Les artistes ont été invités à rendre copie d’une A4 paysage ou une double A5, page dans laquelle montrer visuellement leur travail. Photo, dessin, texte, schéma, libre à chacun.e de s’exprimer pour offrir une autre lecture de son univers. Mi-juin (le week-end fantôme de l’annulation) a vu défiler toute la bande venue se faire tirer le portrait (joie de se voir, même à distance), dans la cour du 8, rue Lissignol. Tout ca réuni dans ce livre. Peu de textes (c’est presque fini, oui) mais des listes surtout. Toutes les personnes ayant contribué de près ou de loin à Baz’art y sont remerciées, l’ensemble des artistes des dix dernières éditions y figurent aussi. Tiré à quattre cents exemplaires, ce livre d’artistes pas vraiment unique, mais bien collectif, est disponible dans les lieux culturels amis de Baz’art. Les sous des ventes prix libre vont directement dans leurs poches, bisou dans le cou plus que véritable soutien, mais les gestes d’amitié, ca compte. 2020 donc, édition à rebondissement pour Baz’art, celle d’une édition bat’arde, littéralement.
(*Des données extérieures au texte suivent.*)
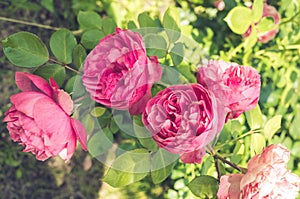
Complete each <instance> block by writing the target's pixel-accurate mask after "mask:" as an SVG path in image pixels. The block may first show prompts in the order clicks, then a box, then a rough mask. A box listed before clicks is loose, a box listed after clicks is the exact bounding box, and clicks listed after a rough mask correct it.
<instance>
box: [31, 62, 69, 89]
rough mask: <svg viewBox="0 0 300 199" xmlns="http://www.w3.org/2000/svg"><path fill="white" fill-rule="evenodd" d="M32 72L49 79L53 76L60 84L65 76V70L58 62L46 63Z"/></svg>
mask: <svg viewBox="0 0 300 199" xmlns="http://www.w3.org/2000/svg"><path fill="white" fill-rule="evenodd" d="M34 74H36V75H38V76H41V77H43V78H44V79H46V80H49V79H50V77H53V78H54V79H55V81H56V82H57V84H58V85H59V86H62V84H63V82H64V80H65V77H66V70H65V68H64V67H62V66H61V65H58V64H47V65H44V66H41V67H39V68H38V69H37V70H35V71H34Z"/></svg>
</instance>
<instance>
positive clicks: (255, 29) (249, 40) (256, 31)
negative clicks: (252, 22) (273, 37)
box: [244, 28, 258, 52]
mask: <svg viewBox="0 0 300 199" xmlns="http://www.w3.org/2000/svg"><path fill="white" fill-rule="evenodd" d="M257 37H258V36H257V30H256V29H255V28H252V31H251V34H250V35H249V36H248V37H247V38H246V39H245V43H244V49H245V51H246V52H248V51H249V50H252V48H253V46H254V45H255V44H256V42H257Z"/></svg>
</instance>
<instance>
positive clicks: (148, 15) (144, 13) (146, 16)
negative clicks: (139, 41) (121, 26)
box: [138, 12, 156, 28]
Privé de l’expérience physique du festival, on s’offre une pause au fil de ces pages. Et l’on imagine différemment ce qu’on aurait découvert en vrai. On voit aussi comment se fabrique ce support de création inédit, avec des images savamment pensées, d’autres très spontanées, les plasticiens par définition familiers avec la production d’images, les musiciens ici s’affranchissant du son. Dans la lancée, une compilation de musique leur est proposée pour accompagner le livre. Les contributions des artistes sont plus nombreuses qu’espéré, ce terrain de jeu s’avère fertile. A l’image du festival, qui franchit allègrement les frontières des genres, on retrouve le joyeux bouillonnement créatif de Baz’art. L’échelle du temps diffère, on pose ensuite précieusement ce souvenir imprimé sur le rayon d’une bibliothèque, pour mieux y revenir à l’envie. Dans le saisissement de cette année, ce livre va bien à la diète qui dicte désormais nos appétits culturels. Moins de concerts, de pièce de théâtre, de films, de vernissages d’expo, de fêtes, bref moins d’événements en général. Et peut-être un poil plus de temps pour lire? A travers ce livre, Baz’art se situe là, invite à prendre la mesure de nos quotidiens changés, le calme du confinement intériorisé. Et puis, on peut aussi le prêter ou le donner, autre forme de lien affectif avec son entourage. On voit bien alors qu’il s’agit plus vraiment d’un livre, mais plutôt d’une plateforme d’échanges, d’un espace pour être ensemble, faire communauté autour de notre cher Baz’art. Ici, la fabrique des pratiques artistiques est mise au premier plan, non les productions, les objets culturels qui en découlent. Il montre la scène qu’aurait été Baz’art en 2020, fermant ainsi le chapitre d’une année exceptionnelle. L’ouvrage est désormais à suivre.